PSHCE and British Values:
Personal, Social, Health and Citizenship Education is taught with the aim of fostering good habits of personal hygiene and with the awareness of what the body needs to keep it healthy. There is also an emphasis on Citizenship which is endemic throughout the school and helps us promote the British Values of Democracy, Rule of Law, Individual Liberty, Mutual Respect and Tolerance of different faiths and beliefs. Our statement of British Values can be seen here.
The school has a strong Anti-Bullying culture. There is an active School Council with members drawn from the staff, the governing body and elected members of the pupil body. The school holds the Healthy Schools Award and Active Mark. Sex and Relationships Education is not covered as a specific subject within the curriculum until years five and six. In this we involve the local school nurse and parents and carers have the right (should they wish to) to withdraw their children from these sessions after consultation with the headteacher. Where questions arise in either health education or in any other part of the curriculum they are dealt with factually, honestly and clearly, giving due consideration to the age and maturity of the children involved.
Each morning there is a religious assembly to which a broad based but mainly Christian approach is given. These are
sometimes led by members of the community, including local church leaders. Anyone wishing their child to be withdrawn from these assemblies, or indeed religious education lessons, has a right to do so and should contact the headteacher. Children who are withdrawn will be given alternative work, in the office area, under the supervision of the school secretary. Parents are invited to a monthly celebration assembly in church.
Homework is set fairly regularly in line with the Government’s guidelines;
Years 1 & 2 one hour per week
Years 3 & 4 one and a half hours per week
Years 5 & 6 thirty minutes per day
This may involve children reading at home, learning spellings and revising tables, ‘finishing off’ etc. There is also the opportunity, when they are doing topic work, to research relevant information on the subject. We are also interested in anything the children may wish to bring into school to show the rest of their class. For example, Junior children regularly prepare presentations on their hobbies and interests
The curriculum followed throughout the school covers the attainment targets as laid down by the Secretary of State for Education and Skills in the National Curriculum. This prepares the children for teacher assessment at age seven (Y2) and S.A.T.s in English and Maths at age eleven (Y6). Records are kept of where a child is in relation to the levels and attainment targets set out in the National Curriculum Documents. These records, and all records on an individual child, are available for inspection, by parents, at any time by appointment with class teachers.
In addition to normal school work a variety of further extra curricular activities are held weekly; woodwind and violin playing, art club, gardening club, Film Club, games club, energy club, premier sports an netball are currently offered.
For children in their early years there is a play group five times a week in the Village Hall with whom the school enjoys close links.

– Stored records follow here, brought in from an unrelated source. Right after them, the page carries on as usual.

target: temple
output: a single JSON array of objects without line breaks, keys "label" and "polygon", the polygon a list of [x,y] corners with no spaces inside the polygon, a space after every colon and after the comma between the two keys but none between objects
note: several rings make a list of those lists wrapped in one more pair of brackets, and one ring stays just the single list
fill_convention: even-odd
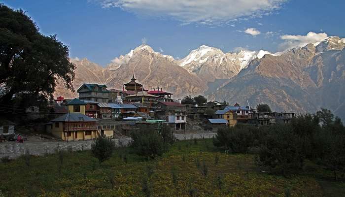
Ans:
[{"label": "temple", "polygon": [[129,91],[134,91],[137,93],[141,91],[147,92],[147,90],[144,89],[142,85],[141,85],[141,83],[136,82],[136,80],[137,79],[134,78],[134,74],[133,74],[133,77],[131,79],[131,81],[127,83],[123,84],[123,85],[125,85],[126,90]]},{"label": "temple", "polygon": [[164,92],[162,90],[162,88],[159,86],[157,88],[151,88],[151,91],[147,92],[148,94],[159,97],[158,101],[161,102],[173,102],[173,99],[172,98],[172,93]]}]

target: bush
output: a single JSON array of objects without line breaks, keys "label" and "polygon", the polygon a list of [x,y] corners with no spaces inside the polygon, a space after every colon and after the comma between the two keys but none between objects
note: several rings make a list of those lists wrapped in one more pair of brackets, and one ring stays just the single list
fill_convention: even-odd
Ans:
[{"label": "bush", "polygon": [[94,140],[91,144],[92,155],[98,159],[100,163],[108,160],[115,150],[115,142],[104,135]]},{"label": "bush", "polygon": [[156,131],[143,128],[132,132],[131,136],[130,145],[138,155],[154,159],[169,150],[169,140],[165,143],[162,134]]},{"label": "bush", "polygon": [[8,163],[11,161],[11,160],[9,159],[9,157],[8,156],[2,157],[1,158],[0,160],[1,160],[1,162],[3,163]]},{"label": "bush", "polygon": [[290,170],[301,169],[305,158],[302,144],[301,137],[291,132],[290,127],[272,127],[261,146],[257,164],[284,175]]}]

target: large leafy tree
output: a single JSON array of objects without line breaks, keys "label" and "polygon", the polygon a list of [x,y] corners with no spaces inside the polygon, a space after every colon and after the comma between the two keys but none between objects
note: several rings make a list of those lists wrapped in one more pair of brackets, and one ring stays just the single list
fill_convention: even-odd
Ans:
[{"label": "large leafy tree", "polygon": [[0,103],[14,97],[52,98],[58,80],[74,91],[68,46],[42,35],[22,10],[0,4]]}]

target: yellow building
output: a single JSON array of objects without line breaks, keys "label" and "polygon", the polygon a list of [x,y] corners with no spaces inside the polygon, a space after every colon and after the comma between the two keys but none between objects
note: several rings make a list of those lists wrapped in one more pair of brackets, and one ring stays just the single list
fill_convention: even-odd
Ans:
[{"label": "yellow building", "polygon": [[69,112],[51,121],[52,134],[65,141],[92,139],[99,136],[97,120],[85,115],[85,105],[78,98],[69,102]]},{"label": "yellow building", "polygon": [[230,109],[223,109],[215,112],[215,118],[223,119],[228,121],[229,127],[234,127],[237,124],[237,114]]}]

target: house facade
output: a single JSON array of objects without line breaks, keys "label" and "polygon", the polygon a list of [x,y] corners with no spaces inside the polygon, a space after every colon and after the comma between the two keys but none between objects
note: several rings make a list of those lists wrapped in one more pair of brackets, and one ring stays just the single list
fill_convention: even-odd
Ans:
[{"label": "house facade", "polygon": [[77,92],[80,99],[107,103],[109,101],[109,92],[106,88],[105,85],[84,83]]}]

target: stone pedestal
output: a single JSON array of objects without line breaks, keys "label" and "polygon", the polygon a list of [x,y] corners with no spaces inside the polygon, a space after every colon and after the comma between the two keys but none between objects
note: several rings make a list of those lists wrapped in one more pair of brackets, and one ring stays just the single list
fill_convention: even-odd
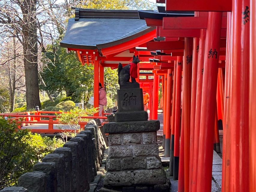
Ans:
[{"label": "stone pedestal", "polygon": [[[136,96],[136,105],[124,106],[125,99],[133,93],[132,96]],[[156,144],[159,121],[147,121],[147,114],[143,111],[141,89],[121,89],[118,93],[121,112],[114,115],[113,122],[104,126],[105,133],[109,134],[109,147],[105,188],[100,191],[107,191],[108,188],[120,191],[169,191]]]}]

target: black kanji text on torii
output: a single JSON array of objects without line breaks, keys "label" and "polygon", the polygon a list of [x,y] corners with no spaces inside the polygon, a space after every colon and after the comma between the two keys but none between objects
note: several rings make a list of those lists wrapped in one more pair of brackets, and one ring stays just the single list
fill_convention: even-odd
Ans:
[{"label": "black kanji text on torii", "polygon": [[243,20],[242,22],[244,25],[245,25],[246,23],[250,20],[249,15],[248,15],[249,13],[249,7],[248,6],[246,6],[245,7],[245,11],[242,12],[242,14],[243,15],[242,19]]},{"label": "black kanji text on torii", "polygon": [[192,55],[191,55],[190,57],[188,55],[186,57],[187,64],[188,64],[192,62]]},{"label": "black kanji text on torii", "polygon": [[217,58],[217,56],[218,56],[218,52],[216,51],[216,49],[214,49],[214,51],[212,50],[212,49],[211,49],[208,52],[209,53],[208,54],[208,58],[209,58],[211,57],[212,58],[213,58],[213,57],[215,56],[215,58]]}]

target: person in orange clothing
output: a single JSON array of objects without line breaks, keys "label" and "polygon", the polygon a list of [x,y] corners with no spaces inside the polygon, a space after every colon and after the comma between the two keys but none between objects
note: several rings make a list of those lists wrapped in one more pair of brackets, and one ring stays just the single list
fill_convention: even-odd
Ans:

Each year the whole school goes out on at least one day’s visit to some place of interest that is usually related to the work going on in the class room at that time. Individual classes also undertake several trips locally and further afield to support and enrich their learning experiences. The school complies rigorously with all necessary risk assessment procedures before, during and after educational visits.
We have a successful School Council made up from annually elected representatives of pupils from Years 1-6,
teaching staff, and the Governing Body. This body is proactive and takes decisions which affect the day to day running of the school. The Council provides children with first hand experience of democracy at work, and it forms an important
part of the school’s PSHE/Citizenship policy.